A question that she asks that has provided some deep conversations in the “Let’s Talk About Race” group is, “Where does it hurt?”
I was thinking of her question the other day when I heard an Oprah podcast where a book she has co-authored asks the question, “What happened to you?”
These can be tough questions. Both questions ask us to look inside at our own hurts and our own life circumstances that have led us to do and say things that keep us stuck. Where are the places in our lives where our deep hurts keep us from seeing how the way we show up in the world does not connect what we believe about ourselves?
As members of the United Church of Christ, we pride ourselves on being first to justice and understanding terms like unconscious bias and micro-aggressions. But understanding those terms with our head and understanding them with our heart can be two different things. Where are the hurts in our lives that prevent us from seeing how the very thing that we say we understand, shows up in the way we behave in particular situations?
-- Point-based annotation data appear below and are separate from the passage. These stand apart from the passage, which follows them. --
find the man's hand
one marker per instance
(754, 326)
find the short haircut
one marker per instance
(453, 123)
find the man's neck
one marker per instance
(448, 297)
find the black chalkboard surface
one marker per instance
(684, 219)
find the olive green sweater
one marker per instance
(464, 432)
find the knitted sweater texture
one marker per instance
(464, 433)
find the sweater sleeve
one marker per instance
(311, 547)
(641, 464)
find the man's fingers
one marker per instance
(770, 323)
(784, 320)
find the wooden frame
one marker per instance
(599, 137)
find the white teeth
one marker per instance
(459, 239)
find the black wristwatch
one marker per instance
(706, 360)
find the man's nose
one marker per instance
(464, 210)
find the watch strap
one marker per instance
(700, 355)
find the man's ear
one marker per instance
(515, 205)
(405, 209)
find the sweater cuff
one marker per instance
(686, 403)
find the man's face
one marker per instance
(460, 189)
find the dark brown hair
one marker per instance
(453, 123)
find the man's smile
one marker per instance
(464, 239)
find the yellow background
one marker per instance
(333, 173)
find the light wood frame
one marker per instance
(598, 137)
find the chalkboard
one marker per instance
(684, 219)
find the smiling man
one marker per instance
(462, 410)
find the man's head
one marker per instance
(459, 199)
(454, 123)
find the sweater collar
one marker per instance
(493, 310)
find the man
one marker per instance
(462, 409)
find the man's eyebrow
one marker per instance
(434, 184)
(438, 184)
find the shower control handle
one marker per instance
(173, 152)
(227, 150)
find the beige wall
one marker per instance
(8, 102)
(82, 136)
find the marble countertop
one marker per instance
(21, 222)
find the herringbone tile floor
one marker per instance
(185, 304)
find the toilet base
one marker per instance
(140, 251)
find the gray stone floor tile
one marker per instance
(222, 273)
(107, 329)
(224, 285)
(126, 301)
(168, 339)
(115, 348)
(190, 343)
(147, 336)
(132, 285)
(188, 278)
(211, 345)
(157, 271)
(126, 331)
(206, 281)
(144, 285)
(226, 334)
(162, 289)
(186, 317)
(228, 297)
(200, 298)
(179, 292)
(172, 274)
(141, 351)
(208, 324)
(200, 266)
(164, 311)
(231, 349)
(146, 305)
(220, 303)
What has happened to us in our lives that influences whether we have the courage to speak out and stand up to racism and oppression? What has happened to us in our lives that is so embedded in our very being that we don’t even recognize when it shows up as a blind spot in our journey for authentic relationships with all of God’s creation?
What are the hurts in our lives that cause us to re-live those painful experiences in encounters with people who remind us of what we want to forget?
What are the events in our lives from months or years ago that impact the way we feel about a particular situation or shows up in the way we respond to that current reality?
These are a lot of questions, I know. They are questions that I am doing my best to ask myself every day. I see how a reaction to an event is connected to something that happened last week or last year or three decades ago. And, when I look at it from that perspective, it can change the way I respond or at least provides an awareness of what I need to work on in my own life.
I believe this is part of what it means when people tell those of us who are aware of our privilege that we need to do our own work and cannot expect people who have experienced the effects of our privilege to tell us what we have done wrong. This is why it is important for us to find others who share our similar privilege to work on our “stuff” together so we are not burdening someone else by asking them to teach us.
“The Elephant in the Room: Listen. Reflect. Learn.”
This theme for our 2021 Annual Gathering is an invitation for us to do just that—listen to what is happening in our life; reflect on where it hurts or on what has happened to us; learn from those experiences so we can begin to undo the generations of damage that systemic racism and systemic prejudice has created in us and in the world around us.